Natural Processing

By: Drew Billups

Feb 3, 2016

Also termed “dry processed” or the ever-so-attractive moniker “unwashed,” the natural process has the distinction of being the original form of coffee processing, as it requires little in the way of tools or technology. Instead of being separated from the skin and pulp like a washed coffee, natural processed coffees are laid out in the sun so that the cherry can dry intact after harvesting.


Natural coffee may be dried in any number of circumstances, each of which impact the quality and character of the cup. The coffee may be dried on bare earth, on tarps, on patios, or on raised beds. In some cases, the cherry is even allowed to dry on the tree before harvesting. Long uncontrolled periods of drying under poor conditions are likely to promote unpleasant fermentation flavors and the growth of mold. In order to achieve a quality natural, coffee should be dried in environments of low ambient humidity, spread out in thin layers with adequate airflow, and regularly stirred throughout the drying period.

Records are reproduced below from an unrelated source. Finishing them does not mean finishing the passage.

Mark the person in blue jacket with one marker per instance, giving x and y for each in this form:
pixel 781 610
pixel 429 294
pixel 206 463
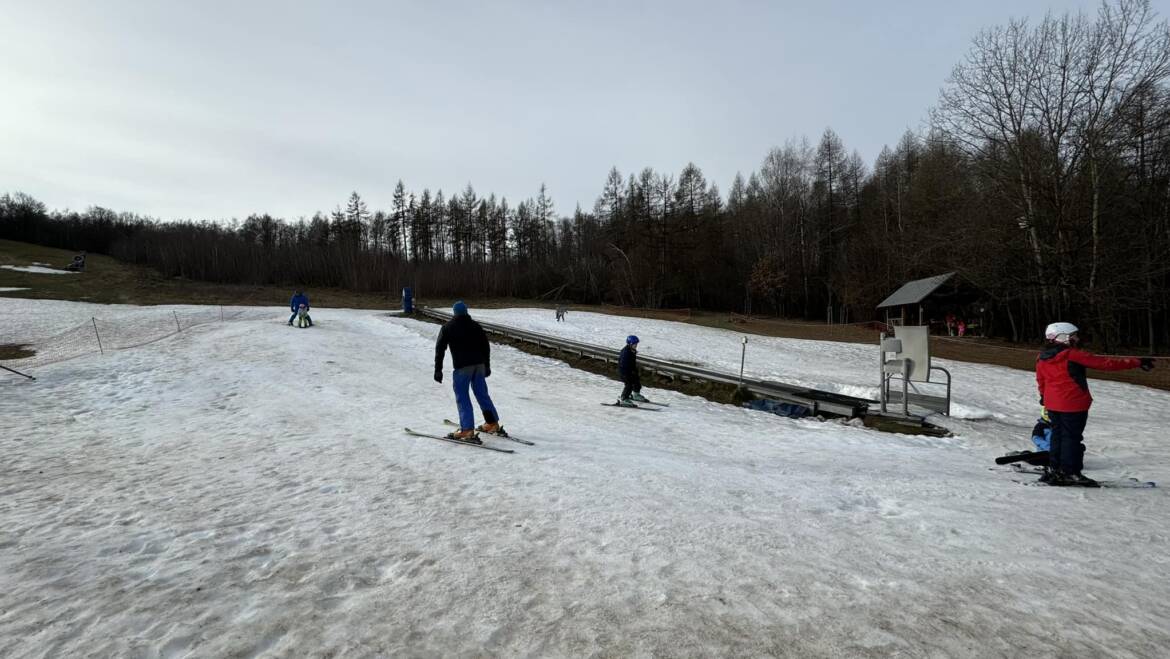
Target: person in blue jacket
pixel 627 368
pixel 470 355
pixel 298 299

The fruit is completely dried around the seed until it becomes leathery and brown, and then the coffee is milled, separating the outer layers from the seed inside. This milling may be accomplished by anything from a mortar and pestle to specialized industrial machines.


Historically, coffees have been naturally processed in drier regions like Yemen or the Cerrado of Brazil, which lacked access to ample supplies of fresh water. In these cases, the natural process was adopted because it was the method that best fit the needs of the local environment. In recent years, driven by a desire to experiment and achieve unique flavor profiles, we have seen natural processing adopted on a limited scale in regions like Central America, where it has not been in common use.

Natural processing tends to amplify the body of a coffee. Typical flavor profiles range from nutty and tobacco-like, to wildly fruity. While the best naturals have a very good acidity, that acidity tends to be more jammy, like dried fruit and berries, rather than the clear crisp citric acidity associated with the washed process.